At the heart of these competing theories lies a challenging philosophical question: Are mental disorders objective phenomena that scientists discover or are they conceptual categories that societies invent?
Wakefield’s harmful dysfunction account straddles this divide, grounding dysfunction in biology while acknowledging that the concept of harm is shaped by culture.
Looking Ahead
In the next few weeks, we will examine Gert, Culver, and Clouser’s objective list theory in more detail. We will compare it with Wakefield’s harmful dysfunction account and evaluate whether a universal definition of disorder really is useful for the theory and practice of mental health. We will also look at the work of the labeling theorist, libertarian and psychiatrists, Dr. Thomas Szasz,
What do you think are the pros and cons of Wakefield’s harmful dysfunction account? Please share your thoughts in the comments.
References
Gert, Bernard, Charles Culver and K. Danner Clouser. 2006. Bioethics: A Systematic Approach. 2nd Edition. Oxford University Press.
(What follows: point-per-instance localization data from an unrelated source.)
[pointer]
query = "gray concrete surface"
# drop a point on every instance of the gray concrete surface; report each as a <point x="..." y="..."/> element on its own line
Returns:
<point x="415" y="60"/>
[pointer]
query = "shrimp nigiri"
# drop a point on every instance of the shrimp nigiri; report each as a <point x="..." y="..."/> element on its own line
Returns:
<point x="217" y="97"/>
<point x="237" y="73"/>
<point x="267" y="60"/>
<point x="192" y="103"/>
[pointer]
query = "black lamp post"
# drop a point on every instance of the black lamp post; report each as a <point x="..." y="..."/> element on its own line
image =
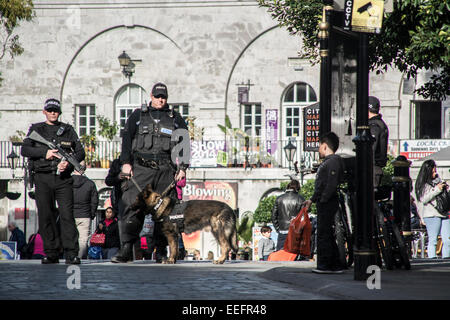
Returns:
<point x="13" y="161"/>
<point x="289" y="151"/>
<point x="127" y="65"/>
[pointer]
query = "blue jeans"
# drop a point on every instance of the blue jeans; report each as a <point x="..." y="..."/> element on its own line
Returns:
<point x="436" y="226"/>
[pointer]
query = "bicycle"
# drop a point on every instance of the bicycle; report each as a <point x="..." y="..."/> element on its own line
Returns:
<point x="390" y="241"/>
<point x="343" y="226"/>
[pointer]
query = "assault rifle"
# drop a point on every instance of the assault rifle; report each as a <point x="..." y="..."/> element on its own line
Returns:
<point x="65" y="156"/>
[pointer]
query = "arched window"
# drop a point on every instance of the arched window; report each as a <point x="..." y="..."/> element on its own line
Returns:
<point x="298" y="95"/>
<point x="128" y="99"/>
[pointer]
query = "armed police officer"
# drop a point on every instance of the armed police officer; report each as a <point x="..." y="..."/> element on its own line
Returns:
<point x="54" y="183"/>
<point x="380" y="131"/>
<point x="146" y="157"/>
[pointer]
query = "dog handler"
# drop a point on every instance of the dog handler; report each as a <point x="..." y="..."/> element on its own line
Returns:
<point x="146" y="156"/>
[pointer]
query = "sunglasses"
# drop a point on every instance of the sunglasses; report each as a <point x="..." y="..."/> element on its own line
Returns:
<point x="52" y="110"/>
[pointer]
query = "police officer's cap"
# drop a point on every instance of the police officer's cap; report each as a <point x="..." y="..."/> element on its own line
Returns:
<point x="52" y="104"/>
<point x="374" y="104"/>
<point x="160" y="89"/>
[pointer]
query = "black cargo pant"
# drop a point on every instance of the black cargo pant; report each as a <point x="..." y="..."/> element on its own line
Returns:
<point x="159" y="179"/>
<point x="327" y="250"/>
<point x="62" y="234"/>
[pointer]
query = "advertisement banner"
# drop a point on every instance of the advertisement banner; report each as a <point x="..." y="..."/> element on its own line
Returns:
<point x="311" y="127"/>
<point x="204" y="153"/>
<point x="209" y="190"/>
<point x="271" y="129"/>
<point x="212" y="190"/>
<point x="417" y="149"/>
<point x="8" y="250"/>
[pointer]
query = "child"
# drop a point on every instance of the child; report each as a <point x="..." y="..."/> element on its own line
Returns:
<point x="266" y="245"/>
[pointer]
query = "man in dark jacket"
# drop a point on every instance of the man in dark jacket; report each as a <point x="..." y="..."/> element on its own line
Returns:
<point x="286" y="207"/>
<point x="85" y="202"/>
<point x="17" y="236"/>
<point x="380" y="131"/>
<point x="328" y="177"/>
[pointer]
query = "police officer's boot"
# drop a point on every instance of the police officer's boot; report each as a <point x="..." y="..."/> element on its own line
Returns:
<point x="125" y="254"/>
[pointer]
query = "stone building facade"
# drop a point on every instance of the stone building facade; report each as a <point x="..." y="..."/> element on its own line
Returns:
<point x="205" y="51"/>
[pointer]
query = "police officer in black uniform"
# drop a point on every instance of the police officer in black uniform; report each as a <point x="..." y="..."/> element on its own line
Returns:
<point x="146" y="156"/>
<point x="328" y="176"/>
<point x="54" y="184"/>
<point x="380" y="131"/>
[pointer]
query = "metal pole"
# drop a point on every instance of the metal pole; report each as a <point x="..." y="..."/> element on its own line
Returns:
<point x="25" y="178"/>
<point x="325" y="76"/>
<point x="365" y="254"/>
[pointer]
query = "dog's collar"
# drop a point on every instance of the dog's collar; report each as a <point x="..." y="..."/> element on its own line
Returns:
<point x="156" y="207"/>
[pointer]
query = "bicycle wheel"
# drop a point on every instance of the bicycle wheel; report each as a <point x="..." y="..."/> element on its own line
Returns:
<point x="384" y="239"/>
<point x="344" y="241"/>
<point x="401" y="247"/>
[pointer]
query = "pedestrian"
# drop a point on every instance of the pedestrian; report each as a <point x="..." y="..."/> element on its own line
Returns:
<point x="197" y="255"/>
<point x="266" y="245"/>
<point x="328" y="177"/>
<point x="18" y="237"/>
<point x="286" y="207"/>
<point x="428" y="186"/>
<point x="85" y="202"/>
<point x="54" y="184"/>
<point x="146" y="158"/>
<point x="109" y="226"/>
<point x="380" y="131"/>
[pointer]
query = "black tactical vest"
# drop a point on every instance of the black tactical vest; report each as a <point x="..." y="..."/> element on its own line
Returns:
<point x="153" y="136"/>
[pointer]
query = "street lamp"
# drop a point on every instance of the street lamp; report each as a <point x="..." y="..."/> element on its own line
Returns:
<point x="289" y="150"/>
<point x="127" y="65"/>
<point x="13" y="161"/>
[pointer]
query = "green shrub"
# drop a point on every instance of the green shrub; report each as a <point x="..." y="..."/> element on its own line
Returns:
<point x="263" y="213"/>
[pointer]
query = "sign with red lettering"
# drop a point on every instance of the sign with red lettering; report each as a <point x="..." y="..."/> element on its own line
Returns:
<point x="311" y="127"/>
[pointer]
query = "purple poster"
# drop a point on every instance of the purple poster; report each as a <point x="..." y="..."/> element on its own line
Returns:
<point x="271" y="130"/>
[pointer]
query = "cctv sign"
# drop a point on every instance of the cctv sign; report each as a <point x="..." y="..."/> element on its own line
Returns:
<point x="363" y="15"/>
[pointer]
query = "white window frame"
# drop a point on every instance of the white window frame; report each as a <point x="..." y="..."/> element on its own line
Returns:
<point x="297" y="107"/>
<point x="89" y="127"/>
<point x="128" y="107"/>
<point x="253" y="126"/>
<point x="182" y="108"/>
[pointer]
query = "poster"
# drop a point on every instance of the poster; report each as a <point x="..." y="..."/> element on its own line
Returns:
<point x="367" y="15"/>
<point x="204" y="241"/>
<point x="8" y="250"/>
<point x="205" y="153"/>
<point x="311" y="127"/>
<point x="212" y="190"/>
<point x="271" y="130"/>
<point x="417" y="149"/>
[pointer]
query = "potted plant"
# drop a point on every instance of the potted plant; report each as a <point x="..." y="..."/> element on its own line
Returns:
<point x="107" y="129"/>
<point x="17" y="139"/>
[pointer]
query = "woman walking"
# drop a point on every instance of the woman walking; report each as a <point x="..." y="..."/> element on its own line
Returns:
<point x="428" y="186"/>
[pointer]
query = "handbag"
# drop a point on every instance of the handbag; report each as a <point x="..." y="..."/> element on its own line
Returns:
<point x="97" y="240"/>
<point x="443" y="202"/>
<point x="298" y="239"/>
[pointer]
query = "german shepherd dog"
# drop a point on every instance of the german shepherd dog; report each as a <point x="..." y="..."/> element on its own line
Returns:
<point x="198" y="214"/>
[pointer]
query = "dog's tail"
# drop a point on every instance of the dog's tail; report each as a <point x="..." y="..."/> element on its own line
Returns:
<point x="234" y="241"/>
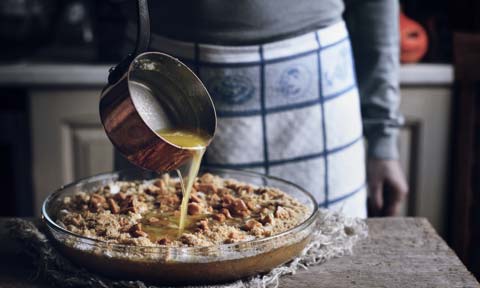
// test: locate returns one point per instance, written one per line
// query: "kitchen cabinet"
(68, 141)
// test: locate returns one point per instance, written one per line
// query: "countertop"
(33, 75)
(399, 252)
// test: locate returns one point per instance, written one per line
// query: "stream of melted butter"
(197, 142)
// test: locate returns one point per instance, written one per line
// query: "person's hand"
(387, 187)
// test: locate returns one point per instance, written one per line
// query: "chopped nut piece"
(214, 198)
(251, 224)
(114, 208)
(252, 205)
(227, 200)
(239, 208)
(281, 213)
(139, 234)
(120, 196)
(219, 217)
(96, 202)
(152, 220)
(160, 184)
(152, 190)
(207, 178)
(268, 219)
(136, 231)
(194, 209)
(207, 188)
(203, 225)
(164, 241)
(226, 212)
(195, 198)
(130, 204)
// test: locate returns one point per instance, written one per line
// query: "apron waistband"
(272, 51)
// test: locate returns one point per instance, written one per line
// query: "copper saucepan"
(156, 91)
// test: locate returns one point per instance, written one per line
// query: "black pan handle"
(143, 40)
Singh, Devin and Walter Sinnott-Armstrong. 2015. “The DSM-5 Definition of Mental Disorder.” Public Affairs Quarterly. 29 (1): 5-31.
Wakefield, Jerome. 1992. “The Concept of Mental Disorder: On the Boundary Between Biological Facts and Social Values.” American Psychologist. 47(3): 373-388.
Wakefield, Jerome. 2024. “R. Spitzer and the Depathologization of Homosexuality: Some Considerations on the 50th Anniversary.” World Psychiatry. 23(2):285-286.
Interesting but I wanna hear how it's received by a *full* spectrum of people who truly suffer from the problems - if not all voices and experiences are fully and equally included in the convo it's just privileged people going back and forth about the "other". That is an additional power dynamic that must be factored in - without exclusion of - other power dynamics.
A useful starting point for me is to consider that there is no cell, organ or system that works perfectly in everyone all the time. While we could perhaps try to unpack what "works" and "perfectly" might mean in this context, I think most people from across the nature-nurture spectrum would nevertheless find the above assertion broadly acceptable.
If you then further accept that human expression is entirely dependent on biology (i.e. that there is no independent non-physical element), then the idea that the most complex system we know of - the brain - has never deviated from perfect functioning in any aspect in anyone anywhere and never will, is much harder to accept. The debate therefore is about how to detect and define these "malfunctions", not about whether they might exist at all.